Nu alle verweren worden verworpen, luidt de conclusie dat Betonson haar betalingsverplichting ten onrechte heeft opgeschort en dat het door de Bonden gevorderde moet worden toegewezen. In aanmerking genomen dat het sociaal plan op 31 december 2013 is geëindigd, zal het sub A gevorderde worden toegewezen als hierna te melden. De kantonrechter is met de Bonden van oordeel dat de door Betonson reeds met individuele werknemers gemaakte afspraken waarbij op haar verzoek door de werknemers genoegen is genomen met een lagere vergoeding op grond van het bepaalde in artikel 12 van de Wet op de collectieve arbeidsovereenkomst nietig zijn. Dat oordeel luidt niet anders indien, zoals Betonson stelt en de Bonden betwisten, de Bonden zouden hebben aangegeven aan die werknemers dat het hen vrij stond om van het sociaal plan afwijkende afspraken te maken. Het verweer van Betonson dat niet mag worden ingegrepen in reeds gesloten beëindigingsovereenkomsten wordt dan ook verworpen. De gevorderde dwangsommen zullen worden gemaximeerd en worden toegewezen als hierna te melden.
2.7.
Betonson is, nu zij het sociaal plan niet heeft nageleefd, op grond van de artikelen 15 en 16 van de Wet op de collectieve arbeidsovereenkomst aan de Bonden een
schadevergoeding verschuldigd, welke de kantonrechter ex aquo et bono begroot op € 1.000,00.
2.8.
De Bonden hebben de door Betonson betwiste vordering met betrekking tot de buitengerechtelijke kosten niet nader onderbouwd, zodat deze vordering zal worden afgewezen.

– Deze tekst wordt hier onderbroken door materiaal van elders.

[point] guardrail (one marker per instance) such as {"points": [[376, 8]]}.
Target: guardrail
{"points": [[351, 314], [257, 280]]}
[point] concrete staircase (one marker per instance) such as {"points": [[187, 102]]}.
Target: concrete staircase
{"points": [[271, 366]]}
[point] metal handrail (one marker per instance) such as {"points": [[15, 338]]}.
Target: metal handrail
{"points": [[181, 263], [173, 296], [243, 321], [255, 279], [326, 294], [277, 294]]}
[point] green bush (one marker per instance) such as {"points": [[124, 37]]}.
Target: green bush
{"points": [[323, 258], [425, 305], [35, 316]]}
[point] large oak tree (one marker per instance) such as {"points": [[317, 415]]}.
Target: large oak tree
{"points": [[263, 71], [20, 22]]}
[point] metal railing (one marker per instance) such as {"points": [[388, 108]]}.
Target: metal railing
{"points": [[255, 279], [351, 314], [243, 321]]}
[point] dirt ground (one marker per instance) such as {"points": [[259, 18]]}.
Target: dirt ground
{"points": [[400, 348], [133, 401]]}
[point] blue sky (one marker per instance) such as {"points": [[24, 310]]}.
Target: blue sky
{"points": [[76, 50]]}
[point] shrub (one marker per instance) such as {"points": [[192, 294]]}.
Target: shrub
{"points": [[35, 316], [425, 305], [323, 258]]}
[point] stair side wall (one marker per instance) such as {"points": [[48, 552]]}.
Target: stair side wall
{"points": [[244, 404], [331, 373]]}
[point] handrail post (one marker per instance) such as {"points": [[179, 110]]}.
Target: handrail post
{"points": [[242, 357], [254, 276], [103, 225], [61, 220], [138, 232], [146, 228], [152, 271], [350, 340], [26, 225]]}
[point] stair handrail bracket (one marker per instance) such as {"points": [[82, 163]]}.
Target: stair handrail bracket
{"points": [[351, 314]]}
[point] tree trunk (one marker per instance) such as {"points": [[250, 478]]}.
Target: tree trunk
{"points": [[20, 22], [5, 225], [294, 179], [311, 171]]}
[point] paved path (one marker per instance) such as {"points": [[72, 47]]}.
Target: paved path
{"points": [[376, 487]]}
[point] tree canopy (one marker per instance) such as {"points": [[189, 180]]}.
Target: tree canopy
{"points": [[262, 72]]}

Betonson zal, als de overwegend in het ongelijk gestelde partij, in de kosten van de procedure worden veroordeeld.

3.De beslissing

De kantonrechter:
veroordeelt Betonson:
A. tot naleving van het Sociaal Plan Betonson 2011-2013, door aan alle werknemers die in het kader van de op 19 december 2012 door Betonson aangekondigde reorganisatie zijn ontslagen, een vergoeding toe te kennen conform hoofdstuk 5 van het sociaal plan, onder verbeurte van een dwangsom van € 10.000,- per dag tot een maximum van
€ 750.000,00 aan te verbeuren dwangsommen indien Betonson binnen 60 dagen na dagtekening van dit vonnis niet aan haar veroordeling voldoet;
B. tot betaling van de onder hoofdstuk 5 van het sociaal plan genoemde vergoeding aan de
werknemers die in het kader van de op 19 december 2012 door Betonson aangekondigde
reorganisatie zijn ontslagen en hebben ingestemd met de eenzijdig door Betonson voorgestelde lagere vergoeding, onder verbeurte van een dwangsom van € 10.000,- per dag tot een maximum van € 750.000 aan te verbeuren boetes, indien Betonson binnen 60 dagen na dagtekening van dit vonnis niet aan haar veroordeling voldoet;
C. tot betaling aan FNV Bondgenoten, dan wel De Unie van een bedrag van € 1.000,-, als
schadevergoeding uit hoofde van de artikelen 15 en 16 van de Wet op de collectieve arbeidsovereenkomst;
D. in de kosten van de procedure, aan de zijde van de Bonden tot heden begroot op
€ 81,21aan explootkosten, € 896,00 aan griffierecht en € 900,00 als bijdrage in het salaris van de gemachtigde (niet met btw belast);
verklaart dit vonnis tot hiertoe uitvoerbaar bij voorraad;
wijst af het meer of anders gevorderde.
Dit vonnis is gewezen door mr. W.M. Callemeijn, kantonrechter, en in het openbaar uitgesproken op 18 december 2014.